Istotne dla doświadczeń pracowników mogą się okazać inwestycje w technologie. 64% respondentów uważa, że potrzebna jest lepsza technologia w biurach (szybszy internet, systemy videokonferencyjne). By zwiększyć produktywność 48% ankietowanych chciałoby, by firmy, w których pracują zainwestowały w nowy sprzęt do użytku w domach (dodatkowe monitory, słuchawki), a 47% oczekiwałoby, że pracodawca zwróci koszty ponoszone na przykład za dostęp do szybkiego internetu.
– Niestety wciąż większość firm zmaga się z badaniem wpływu zmiany trybu pracy na ich działalność. Najczęściej problemem jest brak odpowiednich narzędzi pozwalających obserwować i mierzyć zachodzące zmiany.
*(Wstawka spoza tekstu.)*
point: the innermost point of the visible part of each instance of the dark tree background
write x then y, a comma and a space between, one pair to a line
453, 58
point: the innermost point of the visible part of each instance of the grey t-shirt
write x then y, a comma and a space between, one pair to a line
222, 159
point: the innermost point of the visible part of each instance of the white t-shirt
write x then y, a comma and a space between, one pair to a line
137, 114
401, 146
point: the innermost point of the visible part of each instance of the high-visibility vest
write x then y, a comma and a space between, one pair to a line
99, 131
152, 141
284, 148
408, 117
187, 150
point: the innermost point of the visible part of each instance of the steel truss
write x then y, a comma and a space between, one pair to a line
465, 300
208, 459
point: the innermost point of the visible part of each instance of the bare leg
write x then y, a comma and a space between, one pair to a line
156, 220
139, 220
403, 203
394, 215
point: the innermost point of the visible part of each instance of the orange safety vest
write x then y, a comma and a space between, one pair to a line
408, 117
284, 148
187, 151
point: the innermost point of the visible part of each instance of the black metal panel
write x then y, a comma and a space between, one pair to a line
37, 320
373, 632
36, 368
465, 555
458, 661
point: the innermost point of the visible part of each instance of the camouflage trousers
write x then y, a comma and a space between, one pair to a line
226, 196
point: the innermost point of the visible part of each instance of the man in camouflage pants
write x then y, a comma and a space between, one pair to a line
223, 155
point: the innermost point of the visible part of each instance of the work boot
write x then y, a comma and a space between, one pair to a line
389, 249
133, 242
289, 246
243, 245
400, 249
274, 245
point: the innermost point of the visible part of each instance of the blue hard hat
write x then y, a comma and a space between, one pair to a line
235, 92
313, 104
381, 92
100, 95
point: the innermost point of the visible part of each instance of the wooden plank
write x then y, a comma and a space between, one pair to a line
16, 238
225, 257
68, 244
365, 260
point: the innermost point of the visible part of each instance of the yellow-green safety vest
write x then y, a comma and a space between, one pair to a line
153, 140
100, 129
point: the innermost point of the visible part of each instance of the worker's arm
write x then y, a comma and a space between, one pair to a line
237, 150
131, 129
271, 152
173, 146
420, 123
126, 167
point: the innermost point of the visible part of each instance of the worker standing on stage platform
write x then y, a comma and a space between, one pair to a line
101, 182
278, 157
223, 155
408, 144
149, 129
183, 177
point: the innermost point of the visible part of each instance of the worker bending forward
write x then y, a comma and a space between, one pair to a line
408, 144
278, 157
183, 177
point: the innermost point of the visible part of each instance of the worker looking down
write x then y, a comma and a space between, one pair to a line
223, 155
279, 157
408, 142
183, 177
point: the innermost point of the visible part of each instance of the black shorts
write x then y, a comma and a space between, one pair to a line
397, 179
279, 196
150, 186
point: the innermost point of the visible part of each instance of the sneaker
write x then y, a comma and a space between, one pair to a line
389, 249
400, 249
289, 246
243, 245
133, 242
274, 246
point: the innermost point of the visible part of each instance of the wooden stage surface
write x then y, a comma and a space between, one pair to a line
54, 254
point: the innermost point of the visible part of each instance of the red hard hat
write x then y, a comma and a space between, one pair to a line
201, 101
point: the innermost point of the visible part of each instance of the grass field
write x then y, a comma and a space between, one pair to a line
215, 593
Część firm nie robi tego również w obawie o to, by nie stwarzać wrażenia braku zaufania czy nadmiernej kontroli. Co ciekawe, z globalnego badania wynika, że niemal co siódmy ankietowany pracownik sądzi, że produktywność może być badana niezależnie od miejsca pracy. To jednak wciąż wyzwanie, przed którym mimo upływającego czasu wiele firm jeszcze stoi. Powoduje to tym samym, że decyzje dotyczące przyszłego trybu pracy podejmowane są w dużej mierze w oparciu z jednej strony o opinie i oczekiwania pracowników, z drugiej – z uwzględnieniem sytuacji związanej z rozwojem pandemii. Firmy nie powinny pomijać jednak czynników biznesowych, bo one również ostatecznie będą przecież wpływać na jakość i środowisko pracy – dodaje Karol Raźniewski.